Metalworking Index Reaches Historic Acceleration in Growth
Supplier deliveries drove the index in September.
Registering 57.1 for September, the Gardner Business Index (GBI): Metalworking recorded strong growth through the third quarter of 2018. The average year-to-date reading of 58.5 is significantly better than the 55.6 average during the same time a year ago. Never in the history of the Metalworking Index have the first three-quarters of the year seen such an acceleration in growth. The Index grew by 1.6 percent from the same month a year ago. Supplier deliveries drove the index for a sixth consecutive month followed by production, new orders and employment.

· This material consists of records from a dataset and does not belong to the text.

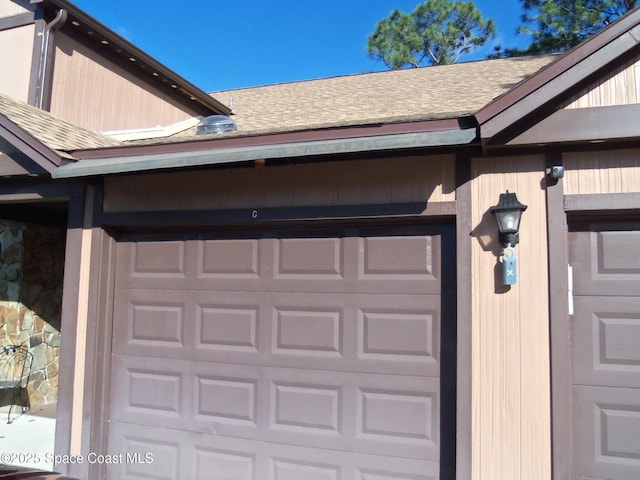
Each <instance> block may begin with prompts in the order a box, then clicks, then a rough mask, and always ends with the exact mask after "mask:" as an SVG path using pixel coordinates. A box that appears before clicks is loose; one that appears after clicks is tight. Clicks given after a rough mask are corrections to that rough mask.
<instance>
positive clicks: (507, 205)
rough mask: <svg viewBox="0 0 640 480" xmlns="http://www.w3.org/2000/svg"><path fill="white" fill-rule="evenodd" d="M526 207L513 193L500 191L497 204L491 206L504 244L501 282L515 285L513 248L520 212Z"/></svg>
mask: <svg viewBox="0 0 640 480" xmlns="http://www.w3.org/2000/svg"><path fill="white" fill-rule="evenodd" d="M526 209H527V206H526V205H523V204H522V203H520V202H519V201H518V198H517V197H516V194H515V193H509V190H507V193H501V194H500V200H498V204H497V205H495V206H494V207H491V213H493V214H495V216H496V220H497V222H498V229H499V230H500V243H501V244H502V245H503V246H504V250H503V251H502V283H503V284H504V285H515V283H516V282H517V279H518V273H517V271H518V270H517V259H516V251H515V249H514V248H513V247H514V246H515V245H516V244H517V243H518V242H519V241H520V237H519V234H518V231H519V230H520V219H521V218H522V212H524V211H525V210H526Z"/></svg>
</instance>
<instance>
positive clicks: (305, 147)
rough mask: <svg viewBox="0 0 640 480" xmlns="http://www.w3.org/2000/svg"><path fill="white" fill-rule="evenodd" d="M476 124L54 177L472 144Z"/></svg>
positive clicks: (79, 168) (98, 169) (120, 168)
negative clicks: (275, 159) (424, 130)
mask: <svg viewBox="0 0 640 480" xmlns="http://www.w3.org/2000/svg"><path fill="white" fill-rule="evenodd" d="M476 140H477V130H476V128H475V127H470V128H455V129H446V130H432V131H422V132H411V133H397V134H389V135H375V136H357V137H349V138H329V139H322V140H307V141H298V142H283V143H267V144H254V145H241V146H228V147H219V148H206V149H201V150H192V151H185V150H184V149H183V150H178V151H175V149H174V150H172V151H168V152H165V153H150V154H149V153H146V154H145V153H141V154H138V155H130V156H113V157H103V158H86V159H81V160H79V161H78V162H76V163H73V164H68V165H65V166H62V167H60V168H58V169H56V170H55V171H54V172H53V174H52V176H53V178H79V177H93V176H102V175H112V174H124V173H136V172H148V171H166V170H170V169H178V168H194V167H206V166H213V165H226V164H238V163H243V162H252V161H256V160H274V159H302V158H309V157H313V158H318V157H321V158H331V159H335V158H336V157H335V156H336V155H344V154H360V153H372V152H386V151H395V150H405V151H406V150H411V149H424V148H431V147H452V146H462V145H466V146H468V145H472V144H473V143H474V142H475V141H476Z"/></svg>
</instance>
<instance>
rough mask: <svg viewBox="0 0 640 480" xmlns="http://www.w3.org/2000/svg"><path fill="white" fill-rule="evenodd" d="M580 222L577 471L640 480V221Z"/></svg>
mask: <svg viewBox="0 0 640 480" xmlns="http://www.w3.org/2000/svg"><path fill="white" fill-rule="evenodd" d="M575 228H576V231H573V232H571V233H570V248H571V251H570V258H571V264H572V266H573V279H574V285H573V287H574V292H573V297H574V298H573V302H574V312H573V315H572V316H571V317H570V328H571V331H570V347H571V360H572V361H571V372H572V373H571V375H572V379H571V381H572V390H571V391H572V395H571V407H572V418H571V427H570V428H571V438H572V444H573V445H572V447H573V468H574V472H573V473H574V478H575V479H595V480H601V479H606V480H632V479H633V480H637V479H638V478H640V442H639V441H638V439H640V298H639V296H640V263H639V262H640V261H639V259H640V226H639V225H638V224H637V223H634V222H624V223H623V222H602V221H598V222H583V223H581V224H580V225H579V226H577V227H575ZM578 228H580V229H581V228H585V230H584V231H582V230H578Z"/></svg>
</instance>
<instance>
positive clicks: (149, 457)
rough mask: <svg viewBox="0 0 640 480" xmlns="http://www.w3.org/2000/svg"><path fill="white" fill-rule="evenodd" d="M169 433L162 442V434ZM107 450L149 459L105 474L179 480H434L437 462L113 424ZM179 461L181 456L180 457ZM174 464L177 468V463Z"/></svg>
mask: <svg viewBox="0 0 640 480" xmlns="http://www.w3.org/2000/svg"><path fill="white" fill-rule="evenodd" d="M169 436H170V438H172V441H170V442H169V441H167V440H166V438H168V437H169ZM110 442H111V443H110V451H114V452H130V453H136V454H138V455H140V456H141V457H142V458H144V455H146V454H147V453H149V454H151V455H152V456H151V457H148V458H153V462H152V463H148V464H144V463H140V464H130V463H129V464H127V463H125V464H115V465H109V467H108V470H109V476H110V478H119V479H127V480H128V479H134V478H135V479H140V478H154V479H155V478H158V479H163V480H164V479H171V480H182V479H185V478H190V479H196V480H228V479H233V480H245V479H246V480H255V479H260V480H262V479H264V480H291V479H294V480H314V479H317V478H320V479H325V478H331V479H333V478H335V479H347V478H353V479H358V480H435V479H437V478H439V476H438V465H437V463H436V462H429V461H421V460H404V459H403V460H398V459H393V458H388V457H380V456H371V455H362V454H355V453H345V452H340V451H335V450H322V449H314V448H308V447H300V446H289V445H279V444H267V443H264V442H259V441H246V440H241V439H234V438H219V437H211V436H208V437H203V436H202V435H198V434H194V433H191V432H186V431H175V432H174V431H170V430H167V429H163V428H158V427H148V428H144V429H140V428H139V427H137V426H135V425H129V424H125V423H115V424H113V425H112V428H111V437H110ZM180 460H182V461H180ZM177 465H179V468H177Z"/></svg>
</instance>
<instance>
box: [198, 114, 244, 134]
mask: <svg viewBox="0 0 640 480" xmlns="http://www.w3.org/2000/svg"><path fill="white" fill-rule="evenodd" d="M237 129H238V127H237V126H236V122H235V120H233V119H231V118H230V117H227V116H226V115H211V116H209V117H206V118H203V119H202V120H201V121H200V123H199V124H198V125H197V126H196V135H203V134H205V133H224V132H233V131H235V130H237Z"/></svg>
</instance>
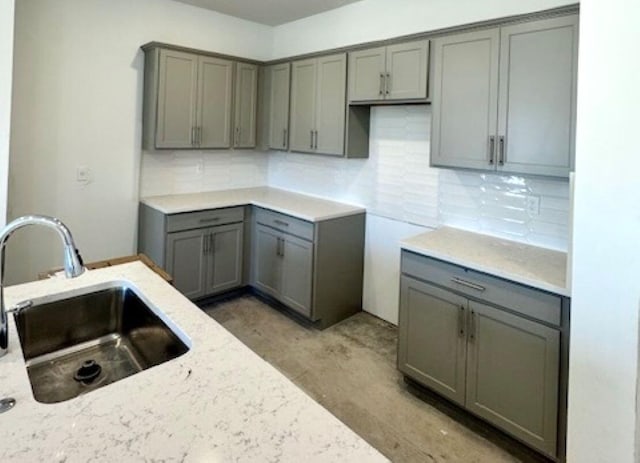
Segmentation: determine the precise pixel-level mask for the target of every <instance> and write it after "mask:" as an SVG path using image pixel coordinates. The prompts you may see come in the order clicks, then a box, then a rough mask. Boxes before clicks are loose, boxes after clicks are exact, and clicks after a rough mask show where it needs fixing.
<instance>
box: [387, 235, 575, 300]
mask: <svg viewBox="0 0 640 463" xmlns="http://www.w3.org/2000/svg"><path fill="white" fill-rule="evenodd" d="M400 249H402V250H405V251H410V252H414V253H416V254H420V255H423V256H427V257H433V258H434V259H439V260H443V261H445V262H450V263H452V264H456V265H460V266H462V267H466V268H470V269H473V270H477V271H478V272H482V273H486V274H488V275H493V276H496V277H499V278H503V279H505V280H509V281H512V282H515V283H520V284H523V285H526V286H530V287H532V288H536V289H539V290H542V291H547V292H550V293H554V294H557V295H560V296H564V297H571V292H570V290H569V289H568V288H564V287H561V286H556V285H553V284H550V283H547V282H545V281H541V280H538V279H535V278H527V277H525V276H522V275H517V274H513V273H510V272H508V271H505V270H502V269H500V268H497V267H492V266H488V265H482V264H479V263H477V262H471V261H469V260H465V259H463V258H461V257H457V256H453V255H451V254H447V253H442V252H438V251H434V250H432V249H425V248H422V247H419V246H414V245H412V244H410V243H406V242H404V241H401V242H400Z"/></svg>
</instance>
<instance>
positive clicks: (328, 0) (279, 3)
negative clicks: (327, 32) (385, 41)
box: [175, 0, 360, 26]
mask: <svg viewBox="0 0 640 463" xmlns="http://www.w3.org/2000/svg"><path fill="white" fill-rule="evenodd" d="M175 1H178V2H182V3H188V4H189V5H194V6H198V7H201V8H206V9H209V10H213V11H217V12H219V13H223V14H227V15H230V16H235V17H237V18H242V19H246V20H249V21H253V22H257V23H261V24H266V25H268V26H278V25H280V24H284V23H288V22H291V21H295V20H297V19H301V18H306V17H307V16H313V15H314V14H318V13H322V12H324V11H329V10H333V9H334V8H340V7H341V6H344V5H347V4H349V3H355V2H358V1H360V0H175Z"/></svg>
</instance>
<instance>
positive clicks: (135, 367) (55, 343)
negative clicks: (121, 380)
mask: <svg viewBox="0 0 640 463" xmlns="http://www.w3.org/2000/svg"><path fill="white" fill-rule="evenodd" d="M157 312H158V311H157V309H154V308H153V307H152V306H150V305H149V304H147V303H146V302H144V301H143V300H142V298H141V297H139V296H138V295H137V294H136V292H135V291H134V290H133V289H132V288H130V287H129V286H127V285H126V284H115V285H113V286H111V287H106V288H100V289H95V288H94V290H92V291H91V292H88V293H85V294H80V295H75V296H72V297H67V298H65V299H59V300H55V301H42V302H37V301H33V305H31V306H30V307H28V308H26V309H23V310H20V311H18V312H16V313H15V315H14V318H15V321H16V326H17V329H18V336H19V338H20V343H21V345H22V351H23V354H24V358H25V361H26V366H27V372H28V374H29V380H30V381H31V388H32V390H33V395H34V397H35V399H36V400H37V401H38V402H43V403H56V402H63V401H65V400H68V399H71V398H73V397H76V396H78V395H81V394H86V393H88V392H91V391H93V390H95V389H98V388H101V387H104V386H107V385H109V384H112V383H114V382H116V381H119V380H121V379H123V378H126V377H128V376H131V375H134V374H136V373H139V372H141V371H143V370H146V369H148V368H151V367H153V366H155V365H159V364H161V363H164V362H167V361H169V360H172V359H175V358H176V357H179V356H180V355H182V354H184V353H185V352H187V351H188V350H189V347H188V346H187V343H186V342H185V341H183V339H187V337H186V336H185V335H184V334H183V333H182V332H180V330H179V329H178V328H176V327H175V326H174V327H173V328H170V327H169V326H168V324H167V323H166V322H165V321H164V320H163V319H162V317H161V313H160V314H159V313H157ZM169 323H170V322H169Z"/></svg>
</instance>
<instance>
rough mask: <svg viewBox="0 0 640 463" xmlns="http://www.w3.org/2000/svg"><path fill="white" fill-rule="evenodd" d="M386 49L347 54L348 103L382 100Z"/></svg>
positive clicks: (381, 49) (355, 51) (366, 50)
mask: <svg viewBox="0 0 640 463" xmlns="http://www.w3.org/2000/svg"><path fill="white" fill-rule="evenodd" d="M385 63H386V48H385V47H379V48H371V49H368V50H360V51H354V52H351V53H349V101H372V100H382V99H383V98H384V81H385V69H386V68H385V65H386V64H385Z"/></svg>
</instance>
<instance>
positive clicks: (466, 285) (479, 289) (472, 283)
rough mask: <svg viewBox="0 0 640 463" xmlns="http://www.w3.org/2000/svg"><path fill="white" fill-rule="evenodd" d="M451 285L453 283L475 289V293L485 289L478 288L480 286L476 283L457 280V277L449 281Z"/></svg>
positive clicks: (478, 287)
mask: <svg viewBox="0 0 640 463" xmlns="http://www.w3.org/2000/svg"><path fill="white" fill-rule="evenodd" d="M451 283H455V284H457V285H460V286H465V287H467V288H471V289H475V290H476V291H485V290H486V289H487V288H485V287H484V286H480V285H478V284H476V283H471V282H470V281H467V280H463V279H461V278H458V277H453V278H452V279H451Z"/></svg>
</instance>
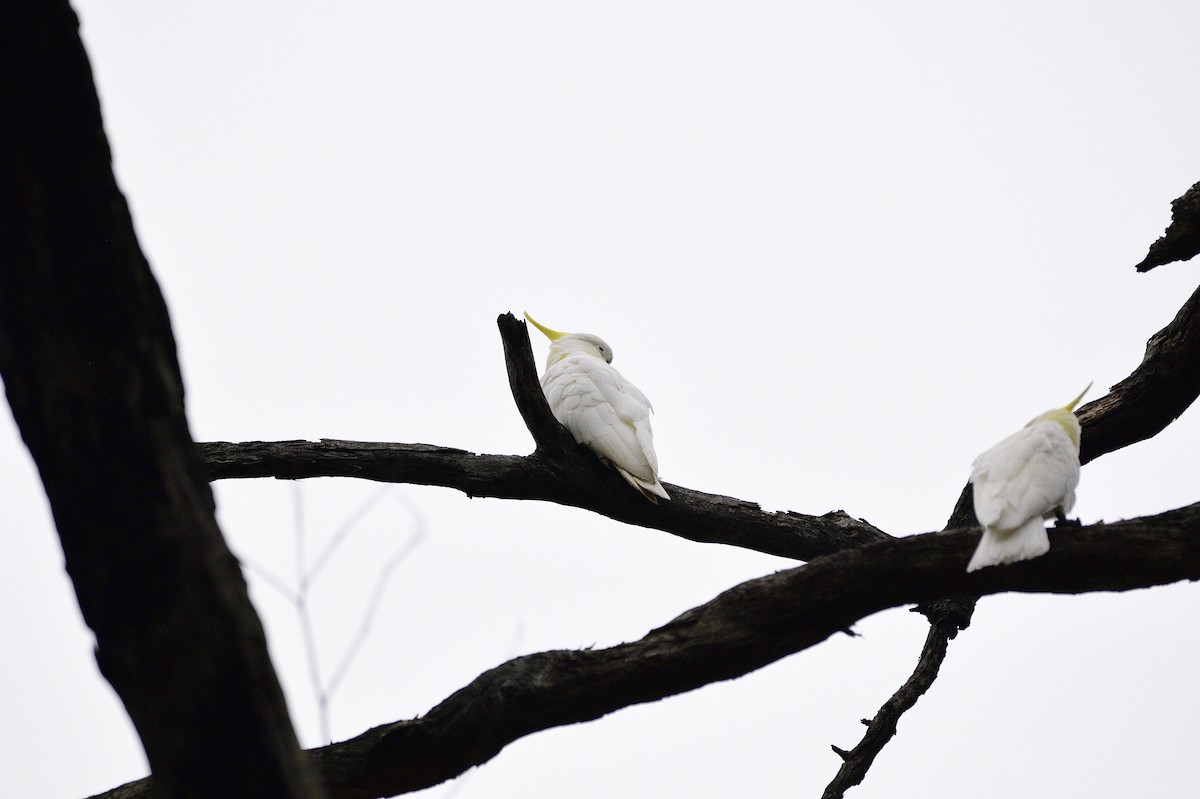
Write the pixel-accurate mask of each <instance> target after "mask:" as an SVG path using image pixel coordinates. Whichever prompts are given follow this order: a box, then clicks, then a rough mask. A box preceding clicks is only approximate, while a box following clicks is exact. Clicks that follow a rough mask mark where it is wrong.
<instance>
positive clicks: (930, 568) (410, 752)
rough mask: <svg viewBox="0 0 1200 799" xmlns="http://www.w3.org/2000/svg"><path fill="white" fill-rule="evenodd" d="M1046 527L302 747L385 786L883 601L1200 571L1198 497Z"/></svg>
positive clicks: (628, 646) (497, 680)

The readings for backlogs and exports conversely lowered the index’s average-based calculation. After recording growth during the last three months, exports experienced its most significant contraction since the fourth quarter of 2017. The reading was impacted by 10-percent tariffs imposed on $200 billion of Chinese goods by the United States September 24. The tariff rate will increase to 25 percent if a trade resolution is not agreed upon by January 1. Simultaneously, China implemented 5- to 10-percent tariffs on $60 billion of U.S. goods. As supply chains adjust to account for these tariffs, future months of GBI data will be more likely to measure the true impact from the latest tariffs.
The current 21-month economic upcycle represents the longest continuous expansion of the Index in recorded history. While recent trade events may cause some volatility in the near-future, the data since 2017 suggest that long-lived growth in backlogs and new-orders growth may enable the industry to weather near-term order volatility.